I don't think taking it off will be a problem, but I have no idea what species I'm looking for to buy the replacement


----------



## Illaveago (15 Sep 2020)

What's the problem ?
Can you make out the make of the lock ?


----------



## fossyant (15 Sep 2020)

I hope that's not your only lock on the garage door. They are notoriously rubbish. Mine is no more that what's used in a filing cabinet (same key). There are another 4 locks on the door though.


----------



## matticus (15 Sep 2020)

Illaveago said:


> Can you make out the make of the lock ?
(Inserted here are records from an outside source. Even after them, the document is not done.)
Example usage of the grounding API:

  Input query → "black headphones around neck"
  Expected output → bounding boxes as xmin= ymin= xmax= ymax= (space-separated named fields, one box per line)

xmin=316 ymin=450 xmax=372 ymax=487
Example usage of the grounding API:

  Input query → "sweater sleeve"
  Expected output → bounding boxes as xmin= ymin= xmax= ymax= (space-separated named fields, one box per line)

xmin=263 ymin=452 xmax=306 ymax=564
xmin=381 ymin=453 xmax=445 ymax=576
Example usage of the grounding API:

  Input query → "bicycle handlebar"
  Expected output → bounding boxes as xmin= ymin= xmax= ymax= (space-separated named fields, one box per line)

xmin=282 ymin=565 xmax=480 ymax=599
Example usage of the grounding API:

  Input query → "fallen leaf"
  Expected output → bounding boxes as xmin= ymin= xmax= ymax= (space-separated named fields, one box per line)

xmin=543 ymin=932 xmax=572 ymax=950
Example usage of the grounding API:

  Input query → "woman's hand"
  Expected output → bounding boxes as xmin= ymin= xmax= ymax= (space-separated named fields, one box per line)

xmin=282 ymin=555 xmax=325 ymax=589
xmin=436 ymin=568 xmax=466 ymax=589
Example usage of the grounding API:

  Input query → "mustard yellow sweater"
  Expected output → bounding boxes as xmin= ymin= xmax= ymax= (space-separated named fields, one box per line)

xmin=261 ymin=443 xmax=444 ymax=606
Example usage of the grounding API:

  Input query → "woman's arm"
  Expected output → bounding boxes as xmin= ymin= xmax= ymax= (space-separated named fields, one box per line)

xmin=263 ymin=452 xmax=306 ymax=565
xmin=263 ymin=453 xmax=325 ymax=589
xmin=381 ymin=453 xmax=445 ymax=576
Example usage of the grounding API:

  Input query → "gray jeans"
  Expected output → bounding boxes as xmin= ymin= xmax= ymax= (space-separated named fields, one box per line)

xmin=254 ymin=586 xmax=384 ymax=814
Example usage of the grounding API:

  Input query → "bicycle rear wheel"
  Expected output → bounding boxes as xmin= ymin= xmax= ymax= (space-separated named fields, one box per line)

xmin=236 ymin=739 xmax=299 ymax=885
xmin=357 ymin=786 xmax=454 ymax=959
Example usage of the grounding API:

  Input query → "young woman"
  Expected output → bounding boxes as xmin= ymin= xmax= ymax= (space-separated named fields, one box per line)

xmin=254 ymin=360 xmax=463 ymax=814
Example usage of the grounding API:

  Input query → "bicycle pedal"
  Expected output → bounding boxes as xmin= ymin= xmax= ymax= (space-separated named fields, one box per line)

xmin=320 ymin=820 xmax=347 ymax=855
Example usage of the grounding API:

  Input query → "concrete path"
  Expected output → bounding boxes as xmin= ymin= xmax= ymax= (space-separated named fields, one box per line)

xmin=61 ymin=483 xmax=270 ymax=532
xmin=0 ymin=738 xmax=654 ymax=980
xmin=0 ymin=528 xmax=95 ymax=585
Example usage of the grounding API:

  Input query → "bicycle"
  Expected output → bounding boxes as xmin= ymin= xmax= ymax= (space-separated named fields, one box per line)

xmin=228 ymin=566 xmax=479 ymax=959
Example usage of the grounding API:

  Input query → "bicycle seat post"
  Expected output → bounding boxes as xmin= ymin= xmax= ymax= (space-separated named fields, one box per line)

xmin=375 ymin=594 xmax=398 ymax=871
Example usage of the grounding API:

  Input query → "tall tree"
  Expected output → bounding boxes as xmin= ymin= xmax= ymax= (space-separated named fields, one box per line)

That's not actually the best pic of the maker's name. Which I've just realised I've been spelling wrong - it's a "Cardale". Google has quickly found me a replacement  Just need to get the right spindle lenght now ...


----------



## bikingdad90 (15 Sep 2020)

Also need to check if it is half a barrel or a full barrel as sometimes the bottom bit is a blank.

They are a bugger to get out by the way as you need to work blind behind the defence plate inside and mess about releasing the springs that operate the latches at the side and top assuming it is a 3point one? 

ERA locks fit also.


----------



## matticus (15 Sep 2020)

Thanks @bikingdad90 ! This is a bit rushed, but here's a pic of the latches mech bit:


----------



## bikingdad90 (15 Sep 2020)

Same in mine. You need to remove both black bits if I remember correctly. The small black bit releases the faceplate from the front and the big bit releases the handle and locking mechanism so you can change the barrel. There is also a hidden screw or two in the cavities which need unscrewing. Be careful not to lose the screw!


----------